As the psychologist explained, “My job, at its core, is to deal with folks who are in kinetic, rapid fire, very volatile and complicated situations and to connect them with care as quickly as humanly possible.  If the system is not firing on all cylinders, it’s orders magnitude more difficult to do that. So, when you say you’re going to protect clinicians but fire admin staff that’s like saying you’re going to keep the conductor but fire the orchestra.”
The vets in the audience understood these problems all too well.  As veteran patients stood up and gave witness to the impact VHA care has had on their lives, I felt like I was in a revival meeting.   Over and over again, they proclaimed, they feel that the VA is their best, indeed their first choice.
As Coast Guard veteran Dan Dewell wrote on the Veterans of Sonoma County Facebook page, “Most veterans who use the VA system think it’s great.  Many would literally not be alive without it.”
Steve Weigert, a combat wounded Marine veteran who served in the Vietnam War echoed Dewell’s comments.  “The VA saved my life both from my PTSD and from the cancers I’ve had from my Agent Orange exposure.  I still use the VA today both seeing a provider for mental health and the medical side.  I’m very appreciative of what the VA does for me.”
Fred Ptucha, the president of the local chapter of Veterans for Peace, also served in Vietnam. “I still suffer from moral injury from participating in a war I didn’t believe in,” he told me. ”The VA has therapists who really understand the problems veterans face.”

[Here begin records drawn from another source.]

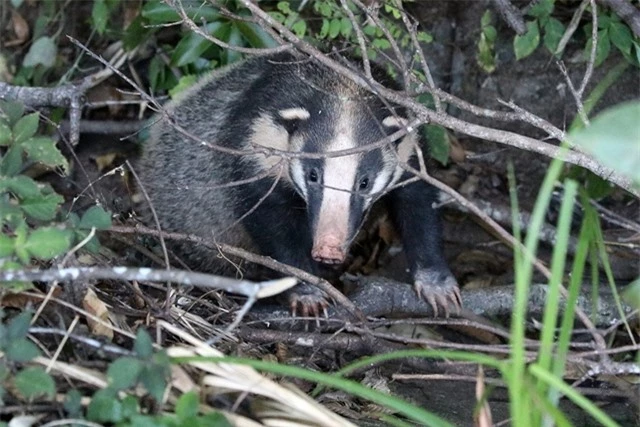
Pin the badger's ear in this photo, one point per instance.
(290, 118)
(393, 124)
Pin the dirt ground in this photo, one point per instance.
(477, 258)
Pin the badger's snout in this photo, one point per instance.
(329, 250)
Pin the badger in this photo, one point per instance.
(280, 154)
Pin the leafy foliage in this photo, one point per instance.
(32, 225)
(30, 382)
(613, 138)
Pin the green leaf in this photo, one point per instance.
(299, 28)
(324, 30)
(5, 134)
(284, 7)
(21, 186)
(48, 243)
(542, 9)
(527, 43)
(334, 28)
(602, 49)
(26, 127)
(161, 13)
(234, 38)
(631, 294)
(21, 351)
(7, 245)
(486, 19)
(192, 46)
(613, 138)
(346, 27)
(381, 44)
(485, 57)
(105, 407)
(439, 145)
(143, 345)
(96, 217)
(124, 372)
(130, 406)
(33, 382)
(99, 16)
(92, 245)
(11, 163)
(42, 208)
(424, 37)
(73, 403)
(255, 35)
(44, 150)
(217, 419)
(184, 83)
(18, 327)
(42, 52)
(188, 405)
(621, 37)
(553, 31)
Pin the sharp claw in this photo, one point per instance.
(442, 299)
(432, 300)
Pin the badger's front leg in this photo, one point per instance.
(419, 225)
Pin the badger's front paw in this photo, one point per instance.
(308, 299)
(439, 288)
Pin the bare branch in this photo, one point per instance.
(243, 287)
(627, 12)
(511, 15)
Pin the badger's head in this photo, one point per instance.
(338, 189)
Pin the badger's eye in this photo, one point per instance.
(364, 183)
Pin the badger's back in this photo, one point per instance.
(191, 183)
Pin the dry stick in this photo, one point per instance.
(627, 12)
(584, 318)
(577, 93)
(594, 44)
(360, 37)
(411, 29)
(373, 17)
(248, 288)
(571, 28)
(156, 222)
(504, 137)
(179, 8)
(254, 258)
(471, 129)
(511, 15)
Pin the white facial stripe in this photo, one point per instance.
(382, 180)
(395, 121)
(298, 113)
(338, 181)
(265, 133)
(297, 174)
(406, 150)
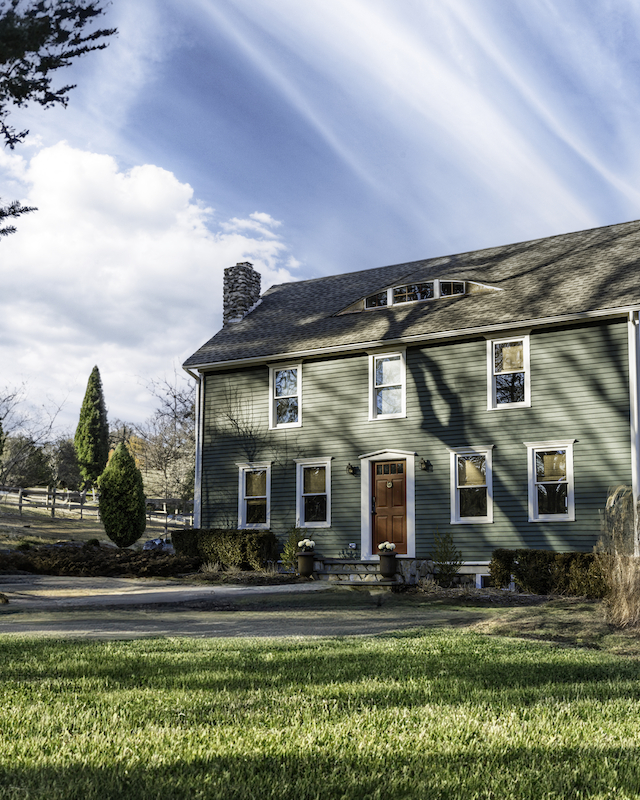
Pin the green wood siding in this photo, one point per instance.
(579, 390)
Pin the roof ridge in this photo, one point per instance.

All these veterans said they were opposed to what they feel is a concerted effort to force them to seek private sector care. Many veterans in the audience were also members of large veterans’ service organizations like the American Legion and Veterans of Foreign Wars.  They were angry that these large and powerful VSOs weren’t doing more to oppose Trump policies and VA privatization.
Perhaps the most heart wrenching testimonials came from older veterans, like those who’d served in Vietnam, and who said they had resisted seeking care at the VA for far too long.  One explained that he’d resisted going to the VA for help for decades.  Finally, after suffering for years, he found the care that has allowed him to cope with the enduring wounds of war.
It is critical, he and other organizers said, to save the VHA healthcare system so that it will be there to serve future cohorts of veterans.  How, these veterans wondered, can private sector providers who understand little or nothing about the veteran experience ever help them?  How can they heal without the expertise the VHA has accumulated over a century?  These are the questions Congress must address and answer.
“The point of this meeting and our rallies in front of the VA,’” says Ginger Schechter, “is to help veterans understand how their healthcare is being impacted and how dismantling the VA can hurt all Americans.  We want veterans to keep these issues not only at the forefront of their minds but of candidates’ minds in the upcoming election. When they meet with candidates, they need to ask them if they know, for example, that the VHA teaches future generations of healthcare professionals.  Without the VHA, doctor shortages will get even worse.
”The goal here, the organizers insist, is not to rant and rave about Trump, it’s to make sure pernicious policies are reversed and to assure that, if Democrats are elected this fall, they don’t return to the status quo ante, but instead fight to improve the VA and with it all of American healthcare.